La Soirée du hockey most frequently featured Montreal Canadiens games on Saturdayevenings, usually in parallel with English-language broadcasts on CBC. In later years CBC would drop some of its split-national telecasts in the 7:00pm ET window, resulting in a single national telecast at that time, while Radio-Canada would continue to feature the Canadiens. The broadcast would feature Quebec Nordiques and Ottawa Senators games occasionally during the regular season on rare occasions where the Canadiens were idle on Saturday night. During the playoffs, SDH would feature all games involving the Montreal Canadiens. After they were eliminated from further contention, the program would usually feature series of interest to French Canadians, up to and including the Stanley Cup Finals.

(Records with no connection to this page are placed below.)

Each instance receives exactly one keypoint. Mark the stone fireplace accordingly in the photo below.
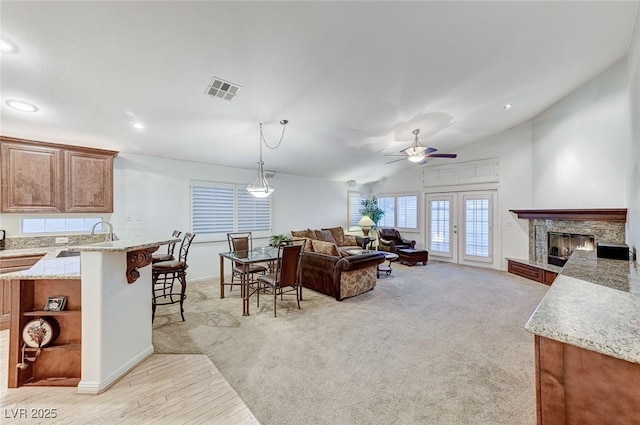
(604, 225)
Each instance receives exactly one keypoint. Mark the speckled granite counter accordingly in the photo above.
(53, 267)
(593, 304)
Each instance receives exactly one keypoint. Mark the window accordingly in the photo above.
(220, 208)
(355, 204)
(57, 225)
(399, 211)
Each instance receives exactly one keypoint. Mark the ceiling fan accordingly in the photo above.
(419, 153)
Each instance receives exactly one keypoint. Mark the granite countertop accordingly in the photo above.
(54, 266)
(593, 304)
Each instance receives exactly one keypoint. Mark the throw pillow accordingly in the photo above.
(301, 233)
(326, 236)
(338, 234)
(350, 240)
(325, 247)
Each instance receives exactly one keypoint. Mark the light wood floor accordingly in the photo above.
(165, 389)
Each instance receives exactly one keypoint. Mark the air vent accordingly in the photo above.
(222, 89)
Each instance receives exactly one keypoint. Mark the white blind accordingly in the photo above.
(407, 212)
(220, 208)
(354, 200)
(387, 204)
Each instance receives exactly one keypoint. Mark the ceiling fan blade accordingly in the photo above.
(442, 155)
(395, 160)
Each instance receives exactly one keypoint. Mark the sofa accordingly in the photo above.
(390, 240)
(329, 269)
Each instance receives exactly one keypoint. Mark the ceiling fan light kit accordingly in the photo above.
(260, 187)
(418, 153)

Beginning with the 2002–03 season, RDS secured exclusive French language rights to the NHL. The deal, reached with the Canadiens and not directly with the league, was meant to ensure a consistent home for all Canadiens games; as a general-interest network, Radio-Canada could not give up so much airtime to Canadiens games. The announcement drew the ire of, among others, then-Heritage Minister Sheila Copps, who suggested that the network would somehow be violating its conditions of licence by not airing La Soirée du hockey. In fact, there is no specific mention in the CBC's licence from the CRTC that the CBC's networks carry coverage of NHL games, nor that there be parity between the two networks' carriage of such games.
''Le Hockey du samedi soir''
Radio-Canada soon reached an agreement to produce the Saturday night games, to remain branded La Soirée du hockey, to be simulcast on both SRC and RDS. However, for reasons that are unclear, that agreement was terminated after the 2004 playoffs. The RDS-produced replacement, Le Hockey du samedi soir, was simulcast on SRC outside Quebec, where RDS has limited distribution, through 2006. French-language rights to NHL hockey became exclusive to RDS in 2006; the national package, including all Saturday broadcasts, then moved to TVA Sports in 2014. While Rogers has licensed the rights to the "Hockey Night in Canada" name from the CBC for its Saturday broadcasts, there has been no indication that the rights to the "La Soirée du hockey" branding are included in that deal. Instead, TVA Sports has branded its Saturday telecasts as La super soirée LNH and, unlike its English language counterpart, has not offered broadcasts to Radio-Canada.